Barack Obama‘s half-hour infomercial Wednesday night didn’t teach us a lot we didn’t already know, ” Slate‘s Christopher Beam wrote tonight, “except that an Obama administration would likely feature immaculate stagecraft.

“The spot opened with a shot of — I’m not making this up — amber waves of grain. Obama reiterated his plan to cut taxes for families making less than $250,000 in a softly lit room in front of an oak desk. He explained his Social Security plan to moist-eyed retirees in what could have been a church vestibule. Then a guy behind a register tells Mark Dowell, a laid-off auto worker, the price for groceries. The camera cut to Dowell, scowling, in a way that could not have possibly been live. Not to mention the well-coordinated switch to Obama’s live address in Florida, with sweeping cameras straight out of a Rolling Stones concert movie.

“Improved artifice easily fits under the banner of ‘change.’ Some of President Bush’s worst political moments came from poorly executed stagecraft. Dressing up as a fighter pilot and standing before a ‘Mission Accomplished’ banner was the epitome of tone deafness. Bush’s team also goofed in allowing him to be photographed looking down at post-Katrina New Orleans. Optics aren’t everything, but Bush’s visual flops were especially damaging.

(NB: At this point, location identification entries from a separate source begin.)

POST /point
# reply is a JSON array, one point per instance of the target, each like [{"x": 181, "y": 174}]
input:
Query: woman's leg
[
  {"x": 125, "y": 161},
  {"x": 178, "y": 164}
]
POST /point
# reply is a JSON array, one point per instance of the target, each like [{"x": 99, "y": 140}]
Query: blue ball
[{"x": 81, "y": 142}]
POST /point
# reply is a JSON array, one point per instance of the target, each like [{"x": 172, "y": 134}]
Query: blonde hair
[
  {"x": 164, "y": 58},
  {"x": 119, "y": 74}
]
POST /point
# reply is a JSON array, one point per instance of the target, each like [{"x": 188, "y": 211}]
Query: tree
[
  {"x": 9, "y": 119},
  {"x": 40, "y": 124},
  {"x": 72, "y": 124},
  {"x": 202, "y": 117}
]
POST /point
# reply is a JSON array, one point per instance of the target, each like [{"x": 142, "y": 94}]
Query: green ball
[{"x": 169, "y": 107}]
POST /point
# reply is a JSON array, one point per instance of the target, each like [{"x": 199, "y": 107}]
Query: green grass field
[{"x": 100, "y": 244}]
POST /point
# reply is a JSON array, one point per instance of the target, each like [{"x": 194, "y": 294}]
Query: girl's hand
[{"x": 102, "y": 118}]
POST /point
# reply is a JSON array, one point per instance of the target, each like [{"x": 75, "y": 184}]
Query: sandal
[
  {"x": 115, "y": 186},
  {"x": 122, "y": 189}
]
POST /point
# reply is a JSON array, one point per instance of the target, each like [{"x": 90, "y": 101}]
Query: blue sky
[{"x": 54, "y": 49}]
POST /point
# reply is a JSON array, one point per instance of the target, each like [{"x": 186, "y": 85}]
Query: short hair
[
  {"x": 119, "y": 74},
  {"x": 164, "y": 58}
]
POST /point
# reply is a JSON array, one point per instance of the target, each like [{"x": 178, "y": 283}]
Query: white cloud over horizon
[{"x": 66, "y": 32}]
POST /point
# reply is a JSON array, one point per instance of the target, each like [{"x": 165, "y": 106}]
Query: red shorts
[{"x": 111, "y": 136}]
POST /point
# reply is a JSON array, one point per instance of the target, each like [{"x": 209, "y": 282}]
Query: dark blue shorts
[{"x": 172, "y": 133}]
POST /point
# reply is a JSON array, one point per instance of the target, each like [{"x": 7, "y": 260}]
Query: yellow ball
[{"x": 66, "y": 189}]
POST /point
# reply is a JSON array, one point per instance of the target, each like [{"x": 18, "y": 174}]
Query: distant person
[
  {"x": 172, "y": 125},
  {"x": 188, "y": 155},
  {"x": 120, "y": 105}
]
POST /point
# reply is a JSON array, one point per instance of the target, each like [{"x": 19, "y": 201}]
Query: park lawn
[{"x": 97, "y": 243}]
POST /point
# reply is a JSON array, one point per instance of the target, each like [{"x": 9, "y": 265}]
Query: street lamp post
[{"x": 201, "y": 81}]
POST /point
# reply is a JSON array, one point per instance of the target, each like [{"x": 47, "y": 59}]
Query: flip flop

“And it’s not just choreography that matters: It’s making the choreography look effortless. Tonight’s episode featured all sorts of shots that simply had to be rehearsed: a couple praying before dinner, a mother walking out of a grocery store toward a fixed camera, a woman with arthritis massaging her knuckles. You can imagine the cinematographer saying, ‘Can you pray a little longer this time? OK, now try moving your mouth a little.’ It’s heavily choreographed.

“But the production quality is high enough that the transitions are almost invisible. It’s the opposite of George H.W. Bush‘s famously clunky statement to the people of New Hampshire in 1992: ‘Message: I care.’ The trick is not to let the seams show.

“Smart propaganda does not a smart administration make. If anything, it means we have to be more vigilant in calling out theater when we see it. But whatever the next four years may bring, we’re in for some damn good camera angles.”